In a paper published last year, Carla Reinhardt, then at University College, Cork, Ireland, and now a project lead at Johnson & Johnson, also in Cork, surveyed Irish biomanufacturing professionals for their awareness of Industry 4.0 and industry-wide adoption efforts.
Among her observations: Awareness of 4.0 varies according to job function and experience, with senior managers and individuals already working in IT or automation being more aware. Reinhardt arrived at some interesting conclusions, which she extrapolated to bioproduction globally.
GEN: How is the Irish biomanufacturing sector reflective the global industry?
Reinhardt: Eight or nine of the top 10 biopharma players have production facilities in Ireland, many of them in Cork city. Plus since Brexit, Ireland is the only native English-speaking country in the EU, which is a plus.
GEN: Industry 4.0 is about competitive advantages through adoption of digitization, cloud computing, the Internet of Things (IoT), and Big Data. Is it possible to adopt these components one at a time as they become relevant to an organization?
Reinhardt: To a large degree step-by-step adoption is the most realistic approach to 4.0. The larger the organization, the harder for them just to jump into the deep end. In research settings, adopting 4.0 from proof of concept to full scale deployment may be achieved as rapidly as is economically feasible.
But achieving that is much more difficult for a large organization, at the manufacturing level and at scale. That is why we often see adoption of one component, for example IoT, by one department at a time. Full adoption is risky because change always involves risk, and a lot of changes need to occur before you can even arrive at a process that is fully IoT or Big Data-enabled.

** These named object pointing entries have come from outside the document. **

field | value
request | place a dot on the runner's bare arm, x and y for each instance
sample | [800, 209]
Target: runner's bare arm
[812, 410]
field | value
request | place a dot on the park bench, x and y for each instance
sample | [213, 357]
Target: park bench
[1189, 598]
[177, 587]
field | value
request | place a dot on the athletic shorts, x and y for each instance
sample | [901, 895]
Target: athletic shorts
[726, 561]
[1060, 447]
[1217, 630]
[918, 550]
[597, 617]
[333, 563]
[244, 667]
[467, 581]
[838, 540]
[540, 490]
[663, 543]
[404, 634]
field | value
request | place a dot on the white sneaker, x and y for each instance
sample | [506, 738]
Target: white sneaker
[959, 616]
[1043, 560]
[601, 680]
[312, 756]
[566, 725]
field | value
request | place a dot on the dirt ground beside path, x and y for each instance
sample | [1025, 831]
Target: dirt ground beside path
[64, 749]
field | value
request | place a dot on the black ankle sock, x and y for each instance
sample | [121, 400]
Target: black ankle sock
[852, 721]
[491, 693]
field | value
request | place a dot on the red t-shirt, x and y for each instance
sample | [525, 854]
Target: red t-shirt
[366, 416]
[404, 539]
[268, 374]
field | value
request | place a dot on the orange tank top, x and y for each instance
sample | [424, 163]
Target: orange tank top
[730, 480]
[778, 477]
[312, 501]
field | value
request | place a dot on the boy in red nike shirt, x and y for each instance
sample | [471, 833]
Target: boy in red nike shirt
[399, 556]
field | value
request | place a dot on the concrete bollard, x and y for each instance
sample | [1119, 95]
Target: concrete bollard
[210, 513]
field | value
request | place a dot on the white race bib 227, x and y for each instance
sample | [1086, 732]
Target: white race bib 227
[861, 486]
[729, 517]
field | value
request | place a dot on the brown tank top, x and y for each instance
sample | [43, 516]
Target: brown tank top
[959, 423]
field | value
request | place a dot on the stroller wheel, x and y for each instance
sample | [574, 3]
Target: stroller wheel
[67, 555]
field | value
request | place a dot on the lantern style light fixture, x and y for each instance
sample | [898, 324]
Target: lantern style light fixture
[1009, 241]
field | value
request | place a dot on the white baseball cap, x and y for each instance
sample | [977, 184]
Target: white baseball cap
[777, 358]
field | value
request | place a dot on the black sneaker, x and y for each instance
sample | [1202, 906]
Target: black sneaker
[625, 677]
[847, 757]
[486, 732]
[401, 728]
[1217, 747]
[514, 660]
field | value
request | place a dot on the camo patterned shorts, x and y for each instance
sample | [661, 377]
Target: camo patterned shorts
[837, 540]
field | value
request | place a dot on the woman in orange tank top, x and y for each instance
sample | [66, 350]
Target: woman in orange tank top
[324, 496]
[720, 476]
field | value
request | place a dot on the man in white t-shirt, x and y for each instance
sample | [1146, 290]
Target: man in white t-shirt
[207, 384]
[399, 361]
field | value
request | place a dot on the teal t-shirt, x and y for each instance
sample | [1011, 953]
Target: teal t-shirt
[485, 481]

Things will move a lot faster after a very large company adopts 4.0 globally, so you could say that reluctance at this level has been a significant drag on wider adoption.
GEN: Do all 4.0 components apply to all biomanufacturers? Is it possible to benefit from one or several without adopting all?
Reinhardt: The big point is that industry 4.0 is not a “take it all or leave it all” situation. If organizations want to embrace IoT they can stop there, but in the future these companies will be at a disadvantage because everyone else will just keep going with related components like digitization or big data. Ultimately, 4.0 is about getting people off the production floor and onto tasks that create more value. It’s not only about machines.